Over here we have the windshield wipers and headlights. We have selector knobs over here, little rolly gizmos along with more wood in the steering wheel. And plenty of different driving modes. We have all-purpose, sport, conserve, off-road, which we've been using most today, and towing. The cool thing about all of these modes though is the ride height. And like I mentioned earlier, changing the ride height isn't just for off-roading, it also helps with aerodynamics. This is how much clearance we have in the lowest mode. Set you right here for a second. Let's bump up that suspension the Rivian R1T can go as low as 9.5 inches, all the way up to 15. Almost a six inch difference with the ride height between the lowest and tallest. And now with the vehicle totally raised up there is so much more room. That's insane! It's like installing a lift on your vehicle in a minute instead of an entire day.

I get everything I wanted with my Toyota Tacoma that took me a long time to install and modify from day one with the Rivian. And there's two more little easter eggs that I want to show you. If you're not convinced yet, these will probably do it. So obviously we have the keys right here. There's a fob, a key card and there's also an adventure bracelet. But down here there is a bluetooth speaker that comes with the truck. An adventure vehicle with adventure tunes. As a side note, every time you lock and unlock the vehicle it makes a little bird chirping noise. Talk about going back to nature. And last but not least, there are seven thousand seven hundred and seventy six battery cylindrical cells underneath this Rivian.

The 7,777th is right here in this flashlight with 1,000 lumens.

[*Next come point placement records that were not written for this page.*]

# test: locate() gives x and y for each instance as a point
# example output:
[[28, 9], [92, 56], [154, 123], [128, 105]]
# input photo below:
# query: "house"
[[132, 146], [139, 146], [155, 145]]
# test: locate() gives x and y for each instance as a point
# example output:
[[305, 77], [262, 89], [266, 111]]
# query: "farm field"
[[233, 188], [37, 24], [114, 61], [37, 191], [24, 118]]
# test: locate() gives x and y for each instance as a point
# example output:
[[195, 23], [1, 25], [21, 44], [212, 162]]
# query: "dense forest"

Incredibly bright and useful. And there we have it, the Rivian R1T. I've been in a lot of electric trucks, the CyberTruck, the new electric hummer, and if I had to pick one electric truck that was my absolute favorite it would be this one. The size is right, the specs are right, and the off-road capabilities are very impressive. There are a couple things that I wish it did have though. One, the vehicle-to-grid technology that we're gonna see in the Ford F-150, as well as vehicle-to-vehicle charging. I think those two things are a game changer. The nice thing though about electric vehicles is that a lot of that stuff can be done with updates over time. Of course that's never necessarily a guarantee with this, but I know that they are implementing something called Tank Turn which turns all four tires.